Remember how Obamacare was going to destroy the economy? Early indications are that’s just another hysterical scare tactic that’s being proved dead wrong:
Bloomberg — Companies boosted payrolls in November by the most in a year, a sign that U.S. employers were optimistic about demand after the end of a government shutdown a month earlier, a private report based on payrolls showed today.
The 215,000 increase in employment exceeded the most optimistic forecast in a Bloomberg survey and followed a revised 184,000 gain in October that was larger than initially estimated, according to the ADP Research Institute in Roseland, New Jersey. The median forecast of economists called for a 170,000 advance.

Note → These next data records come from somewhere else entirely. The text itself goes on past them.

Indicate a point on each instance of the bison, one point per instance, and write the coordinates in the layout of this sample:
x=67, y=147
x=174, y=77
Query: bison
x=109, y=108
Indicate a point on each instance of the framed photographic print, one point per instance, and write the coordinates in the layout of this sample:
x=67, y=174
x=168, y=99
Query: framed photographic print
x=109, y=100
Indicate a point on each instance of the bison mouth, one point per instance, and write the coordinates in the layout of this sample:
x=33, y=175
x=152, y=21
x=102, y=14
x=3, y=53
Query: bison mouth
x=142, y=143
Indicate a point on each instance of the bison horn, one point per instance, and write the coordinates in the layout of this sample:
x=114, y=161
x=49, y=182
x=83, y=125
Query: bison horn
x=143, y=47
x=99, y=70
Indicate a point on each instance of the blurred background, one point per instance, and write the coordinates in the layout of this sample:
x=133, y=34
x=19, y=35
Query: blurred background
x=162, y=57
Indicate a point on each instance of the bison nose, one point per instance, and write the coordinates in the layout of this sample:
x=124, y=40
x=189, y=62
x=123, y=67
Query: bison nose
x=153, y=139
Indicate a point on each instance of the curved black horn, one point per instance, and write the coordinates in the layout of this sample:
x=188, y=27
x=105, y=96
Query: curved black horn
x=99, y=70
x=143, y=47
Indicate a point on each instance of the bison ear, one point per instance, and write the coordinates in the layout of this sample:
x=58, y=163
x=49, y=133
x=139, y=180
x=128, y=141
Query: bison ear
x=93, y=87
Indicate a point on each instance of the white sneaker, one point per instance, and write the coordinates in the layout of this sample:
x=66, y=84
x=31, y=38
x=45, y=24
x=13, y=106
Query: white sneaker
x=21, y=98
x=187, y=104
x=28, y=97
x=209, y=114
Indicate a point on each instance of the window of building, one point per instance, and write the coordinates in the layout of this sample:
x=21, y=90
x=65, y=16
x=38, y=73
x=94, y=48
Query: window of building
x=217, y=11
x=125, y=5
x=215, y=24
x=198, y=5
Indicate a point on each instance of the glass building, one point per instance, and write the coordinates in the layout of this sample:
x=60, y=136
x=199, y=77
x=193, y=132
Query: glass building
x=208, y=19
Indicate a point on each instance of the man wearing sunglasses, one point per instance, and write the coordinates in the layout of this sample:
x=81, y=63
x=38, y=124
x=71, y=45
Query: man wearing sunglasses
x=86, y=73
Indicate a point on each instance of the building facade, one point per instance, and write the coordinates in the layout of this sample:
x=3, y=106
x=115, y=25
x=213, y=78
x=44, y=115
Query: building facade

Stronger job growth helps provide working Americans with the income gains needed to boost consumer spending at the same time retailers seek to spur holiday sales with discounted merchandise. Federal Reserve policy makers are watching labor-market progress as they debate when to scale back record monetary stimulus.
And these weren’t all low paying retail and part time jobs either, there were some actual living wages included in that number.
Alverant says
Lies about ACA don’t die, they just keep getting repeated by successively crazier people.
Raging Bee says
Remember how Obamacare was going to destroy the economy?
It destroyed the economy retroactively, using the same time machine Obama used to plant that fake birth certificate in a vault in Hawaii, amirite? (Or amitrite?)
Raging Bee says
Sorry, wrong tense formation. It willdid destroy the economy retroactively, using the same time machine Obama willdid use to plant that fake birth certificate in a vault in Hawaii, willdidiberite?
Drew says
@ Raging Bee
I believe you’ll find that the proper tense is:
It willan on-destroy forewhen presooning retroeconomy, using the same time machine Obama willdid usenon plantar that fake birth certificate in a vault in Hawaii, willdidiberite?
It’s a pretty easy mistake to make: You used the “future perfect” when it was anything but.